No longer was the cost of printed productions out of the reach of many or most artists; no longer was it necessary to shell out many hundreds or thousands of dollars just for press proofs—which even if approved, would be printed on equally pricey 4-to-8 unit presses.
Plan Backwards!
One of the most important “best practices” in manufacturing is to work backwards from the last step. In the commercial printing and publishing industries the last step is distribution. if your company is doing a mailing campaign you’ll want to choose a printed format and finished size for your printed piece that takes mailing costs into account. With that information in hand you can then go on and choose a print source that has the right equipment for that job and is therefore in a better position to offer you both quality and a competitive price. The same approach goes for your choosing the right printer to buy.

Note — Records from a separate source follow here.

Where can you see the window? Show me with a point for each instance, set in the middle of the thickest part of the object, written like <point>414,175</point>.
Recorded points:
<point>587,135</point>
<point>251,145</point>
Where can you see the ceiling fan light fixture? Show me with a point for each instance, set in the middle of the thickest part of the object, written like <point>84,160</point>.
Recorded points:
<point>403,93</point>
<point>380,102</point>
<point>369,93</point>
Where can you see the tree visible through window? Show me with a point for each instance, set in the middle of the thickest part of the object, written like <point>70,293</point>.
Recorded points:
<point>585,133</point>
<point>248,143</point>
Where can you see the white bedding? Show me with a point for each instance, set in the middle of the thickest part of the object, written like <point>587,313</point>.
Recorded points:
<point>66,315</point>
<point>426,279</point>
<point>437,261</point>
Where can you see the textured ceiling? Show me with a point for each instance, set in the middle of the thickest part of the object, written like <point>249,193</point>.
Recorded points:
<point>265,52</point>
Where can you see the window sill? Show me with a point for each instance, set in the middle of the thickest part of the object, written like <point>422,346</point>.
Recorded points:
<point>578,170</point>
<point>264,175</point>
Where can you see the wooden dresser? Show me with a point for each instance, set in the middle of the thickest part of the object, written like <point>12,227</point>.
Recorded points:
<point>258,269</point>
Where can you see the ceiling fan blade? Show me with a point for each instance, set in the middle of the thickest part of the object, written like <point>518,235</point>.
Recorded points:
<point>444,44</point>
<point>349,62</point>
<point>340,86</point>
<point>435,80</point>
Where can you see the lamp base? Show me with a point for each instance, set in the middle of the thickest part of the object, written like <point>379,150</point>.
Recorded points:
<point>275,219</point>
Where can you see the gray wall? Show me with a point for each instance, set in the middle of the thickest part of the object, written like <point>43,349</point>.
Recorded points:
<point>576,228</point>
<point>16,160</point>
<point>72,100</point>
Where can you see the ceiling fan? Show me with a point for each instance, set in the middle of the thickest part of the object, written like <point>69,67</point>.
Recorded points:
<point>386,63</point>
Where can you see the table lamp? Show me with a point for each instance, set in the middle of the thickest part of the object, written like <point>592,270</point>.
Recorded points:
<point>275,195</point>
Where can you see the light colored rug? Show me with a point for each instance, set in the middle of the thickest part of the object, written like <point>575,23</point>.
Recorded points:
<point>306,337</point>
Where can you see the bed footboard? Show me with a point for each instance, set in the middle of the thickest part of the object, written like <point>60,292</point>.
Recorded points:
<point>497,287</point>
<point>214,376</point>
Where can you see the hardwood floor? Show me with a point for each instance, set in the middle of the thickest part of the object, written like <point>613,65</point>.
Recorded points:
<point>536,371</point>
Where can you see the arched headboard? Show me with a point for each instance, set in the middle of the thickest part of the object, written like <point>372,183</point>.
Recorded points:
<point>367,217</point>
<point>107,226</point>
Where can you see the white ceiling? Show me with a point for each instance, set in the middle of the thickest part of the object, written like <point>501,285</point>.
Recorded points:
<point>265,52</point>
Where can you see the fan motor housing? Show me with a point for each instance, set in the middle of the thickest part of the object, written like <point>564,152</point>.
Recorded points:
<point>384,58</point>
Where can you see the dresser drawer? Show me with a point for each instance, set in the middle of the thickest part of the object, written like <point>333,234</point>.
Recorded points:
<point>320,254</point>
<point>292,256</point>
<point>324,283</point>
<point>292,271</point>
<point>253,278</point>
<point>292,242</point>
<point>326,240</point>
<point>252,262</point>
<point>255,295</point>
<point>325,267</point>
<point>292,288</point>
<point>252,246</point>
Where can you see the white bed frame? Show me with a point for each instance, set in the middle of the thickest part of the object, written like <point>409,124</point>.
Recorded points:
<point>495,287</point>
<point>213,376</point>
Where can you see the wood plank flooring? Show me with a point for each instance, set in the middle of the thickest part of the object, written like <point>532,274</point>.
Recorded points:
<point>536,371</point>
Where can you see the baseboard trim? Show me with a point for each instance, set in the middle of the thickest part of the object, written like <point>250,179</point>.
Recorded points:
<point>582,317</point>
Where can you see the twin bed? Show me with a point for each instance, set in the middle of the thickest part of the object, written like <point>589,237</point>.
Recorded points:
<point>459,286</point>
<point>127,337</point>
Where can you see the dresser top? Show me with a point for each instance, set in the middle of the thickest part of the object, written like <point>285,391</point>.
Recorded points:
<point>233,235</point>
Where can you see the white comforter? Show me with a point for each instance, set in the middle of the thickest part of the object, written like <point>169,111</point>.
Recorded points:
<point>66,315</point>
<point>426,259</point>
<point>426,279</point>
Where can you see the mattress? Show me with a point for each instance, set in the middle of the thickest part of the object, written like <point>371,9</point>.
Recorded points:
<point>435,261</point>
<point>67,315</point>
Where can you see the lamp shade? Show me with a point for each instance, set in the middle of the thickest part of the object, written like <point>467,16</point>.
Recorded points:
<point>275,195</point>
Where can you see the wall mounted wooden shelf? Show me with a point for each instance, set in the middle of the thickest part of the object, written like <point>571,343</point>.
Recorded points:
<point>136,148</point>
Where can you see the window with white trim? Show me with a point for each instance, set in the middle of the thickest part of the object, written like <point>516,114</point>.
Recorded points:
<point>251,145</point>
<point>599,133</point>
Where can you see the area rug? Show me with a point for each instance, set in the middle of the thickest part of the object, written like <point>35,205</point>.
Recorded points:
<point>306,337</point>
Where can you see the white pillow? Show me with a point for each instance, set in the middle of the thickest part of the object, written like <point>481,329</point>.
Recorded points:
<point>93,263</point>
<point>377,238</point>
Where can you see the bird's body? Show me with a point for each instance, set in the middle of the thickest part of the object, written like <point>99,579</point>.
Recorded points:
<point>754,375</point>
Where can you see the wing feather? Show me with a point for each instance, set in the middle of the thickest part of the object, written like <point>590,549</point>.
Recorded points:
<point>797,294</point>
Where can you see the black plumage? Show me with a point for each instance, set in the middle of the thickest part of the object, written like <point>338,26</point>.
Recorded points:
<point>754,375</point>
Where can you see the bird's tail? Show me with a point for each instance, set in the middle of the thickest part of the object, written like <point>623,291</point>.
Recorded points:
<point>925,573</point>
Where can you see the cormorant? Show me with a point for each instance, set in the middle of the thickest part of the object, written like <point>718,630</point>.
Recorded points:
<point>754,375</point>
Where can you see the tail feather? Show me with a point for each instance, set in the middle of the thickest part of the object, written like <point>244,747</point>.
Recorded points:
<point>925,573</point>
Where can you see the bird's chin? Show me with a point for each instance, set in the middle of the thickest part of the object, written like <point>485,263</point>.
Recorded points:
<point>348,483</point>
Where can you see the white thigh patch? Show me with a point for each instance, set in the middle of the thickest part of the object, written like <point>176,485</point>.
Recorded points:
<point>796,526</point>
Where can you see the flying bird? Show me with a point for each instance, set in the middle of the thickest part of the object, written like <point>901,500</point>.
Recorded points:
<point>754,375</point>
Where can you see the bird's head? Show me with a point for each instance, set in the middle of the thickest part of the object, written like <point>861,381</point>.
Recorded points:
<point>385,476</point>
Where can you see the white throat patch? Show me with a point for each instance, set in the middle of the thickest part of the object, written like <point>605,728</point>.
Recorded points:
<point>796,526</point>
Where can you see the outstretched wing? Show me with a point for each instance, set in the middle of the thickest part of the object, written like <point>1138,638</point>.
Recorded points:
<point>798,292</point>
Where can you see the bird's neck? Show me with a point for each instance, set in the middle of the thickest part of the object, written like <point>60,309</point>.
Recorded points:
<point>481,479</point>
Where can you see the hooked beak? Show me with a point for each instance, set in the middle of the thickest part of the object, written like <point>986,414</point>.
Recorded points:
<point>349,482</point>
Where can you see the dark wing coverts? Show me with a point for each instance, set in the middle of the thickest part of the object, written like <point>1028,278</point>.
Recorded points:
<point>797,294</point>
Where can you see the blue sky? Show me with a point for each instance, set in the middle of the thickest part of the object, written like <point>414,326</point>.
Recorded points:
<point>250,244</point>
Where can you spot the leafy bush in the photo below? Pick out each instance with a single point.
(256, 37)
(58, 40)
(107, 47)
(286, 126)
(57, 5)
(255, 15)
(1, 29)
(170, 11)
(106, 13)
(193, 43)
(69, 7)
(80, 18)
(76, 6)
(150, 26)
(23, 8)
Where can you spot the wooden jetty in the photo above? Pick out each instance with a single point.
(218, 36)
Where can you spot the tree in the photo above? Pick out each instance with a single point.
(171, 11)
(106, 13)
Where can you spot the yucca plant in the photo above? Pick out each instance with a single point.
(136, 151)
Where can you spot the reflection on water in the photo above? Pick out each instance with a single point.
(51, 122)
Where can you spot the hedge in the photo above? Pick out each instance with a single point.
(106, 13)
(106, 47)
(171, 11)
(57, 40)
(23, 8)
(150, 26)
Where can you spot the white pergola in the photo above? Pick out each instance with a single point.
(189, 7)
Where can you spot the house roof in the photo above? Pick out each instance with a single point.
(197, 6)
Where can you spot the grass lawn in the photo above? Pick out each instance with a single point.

Now let’s apply that strategy to your search for a printer. What size(s) is/are your finished piece(s)? What you might want to do at this point is to make a list of your desired sizes. Once you’ve done that, research the most common off-the-shelf papers for those sizes. Re cost, It is a question of economy of scale: the more popular a size the more affordable it is. How much labor and equipment is needed? For example, you can always trim a printed sheet to the desired size, but why go through the bother and expense of doing so if it isn’t necessary? If you’re talking about smaller /smallish sizes—anything between 4 x 6” and tabloid (11 x 17”)—it is much more of a buyer’s market than it is for larger print sizes, with a considerably greater availability of competitively priced paper stock and printers
Are you going to offer framed prints?
Once again, you want to find a solution that factors in two considerations: what your customers want and what you can afford to give them. Fortunately there are a half dozen common frame sizes ranging from 5 x 7 to 30 x 40 inches that will please most of your customers; frame sizes for which there are so many product offerings that in many instances it is very much a buyers market.
Picture frames are an integral part of your market, and therefore of your printed reproductions as well. Most prospective buyers will be happy to save money by choosing a common and readily available frame with a reproduction size to fit. If someone insists on a custom frame and/or print size, then so be it. After all, the customer is always right. Right? If that’s the case though, keep the following principle in mind: price = scarcity & difficulty. Once your frame and print are no longer “off-the-rack,” the price for both will rise accordingly—and I do mean rise, as in considerably higher.
Generally, custom customers are more demanding and knowledgeable regarding other aspects of print buying. They will often be concerned about durability, wanting to know if the inks or timer are archival and if the glass is anti-UV (to help to reduce fading caused by exposure to sunlight).